LBJ gets grant to revive greenhouse

LBJ Elementary is working toward building its greenhouse back up.

Principal Zenovia Crier won a $1,451.25 grant from the Education Foundation to revive the greenhouse. The grant was titled “Greenhouse Effect.”

“The kids will be gardening themselves, fruits and vegetables and we’ll have them gardening outside, and then they’ll be able to take those fruits and vegetables home to their parents to enjoy them as a family,” Crier said.

“They’ll just have some they can make them salads, eat healthy. It’s an old greenhouse that was just kind of falling apart and we decided to refurbish it, and just put different things in the greenhouse — vegetables and show kids how to garden in a greenhouse so they can hopefully do it as an adult,” Crier said.

The students have started some work on it.

“Home Depot is bringing a lot of supplies, and they gave us some extra things, too. We had some donations from some parents, as well. They wanted to … chip in and help. The parents are actually trying to help with it as well. … The district, they went one step further. They’re putting grass out on our playground, so we’ll have a healthy area. The maintenance department, they’re grassing it out for us,” Crier said.

“There will be pools with plants and vegetables inside of it. We’re going to have all the plants and vegetables inside the greenhouse,” she added.

Every student will be able to experience the greenhouse. She said she will have people from her hometown in Louisiana come to show them how to plant crops using fish.

“You put the fish in the water and build it up from there, so the nutrients go through the animal and the plant in the water and it grows quite quickly. That’s how the Native Americans used to do it,” Crier said.

The campus also received another grant for $1,554 called “Fielding Concepts in a Native Way,” by teacher Evonne Marruffo.
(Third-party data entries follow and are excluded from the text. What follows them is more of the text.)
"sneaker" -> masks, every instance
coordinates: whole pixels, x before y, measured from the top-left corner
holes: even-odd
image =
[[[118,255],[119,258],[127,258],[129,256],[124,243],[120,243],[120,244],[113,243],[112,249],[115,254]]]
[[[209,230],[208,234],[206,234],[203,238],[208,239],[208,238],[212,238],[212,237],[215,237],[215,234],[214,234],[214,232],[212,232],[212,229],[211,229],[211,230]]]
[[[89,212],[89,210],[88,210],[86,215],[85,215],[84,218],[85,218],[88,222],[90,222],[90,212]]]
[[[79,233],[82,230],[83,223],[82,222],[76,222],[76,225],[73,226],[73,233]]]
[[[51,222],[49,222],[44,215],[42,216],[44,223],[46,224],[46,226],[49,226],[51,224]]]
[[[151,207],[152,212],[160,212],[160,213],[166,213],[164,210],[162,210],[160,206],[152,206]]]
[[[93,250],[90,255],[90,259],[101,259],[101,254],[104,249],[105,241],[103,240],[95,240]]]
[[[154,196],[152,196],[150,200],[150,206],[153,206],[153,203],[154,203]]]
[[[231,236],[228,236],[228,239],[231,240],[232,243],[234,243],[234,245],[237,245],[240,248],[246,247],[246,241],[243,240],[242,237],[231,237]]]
Crier said it is for a field trip to the Sibley Nature Center in Midland in April.

“What we’re trying to do is get kids to know that just because these are the walls of the campus, learning can go outside of the walls. With the greenhouse and with the field trip, they’ll be going to a site and seeing the different things that go on with the living world. They’ll take notes and do experiments,” Crier said.

The Education Foundation grant will pay for the buses and admission. The students also will be able to have lunch on the grounds.

The students will be able to explore with microscopes, magnifying glasses and dig.

“Again, just trying to show kids that learning goes beyond … the walls of the school. You can learn in almost any environment,” Crier said.

The field trip will impact about 200 students and the whole school, about 520 children in kindergarten through fifth grade, will be impacted by the greenhouse.

Crier said she would encourage other teachers and administrators to apply for Education Foundation grants.

“Money is tight and if (they) can get any extra to enhance learning, they should do it,” she added.

It took her about three hours to complete.

Three grants were applied for and they got two.

She added that Foundation Director Celeste Potter is very helpful.

“She’ll walk you through what you need. She encouraged me to apply for as many as you want and I did,” Crier said.

She agreed that the worst thing they can tell you is no.

“I’m used to being told no, so it doesn’t bother me; keep trying again,” Crier said.

Getting two out of three grants funded is a motivator. She’s trying to get other teachers on board.

“They’re already talking about applying for grants for next year and I tell them, it was an easy process,” Crier said.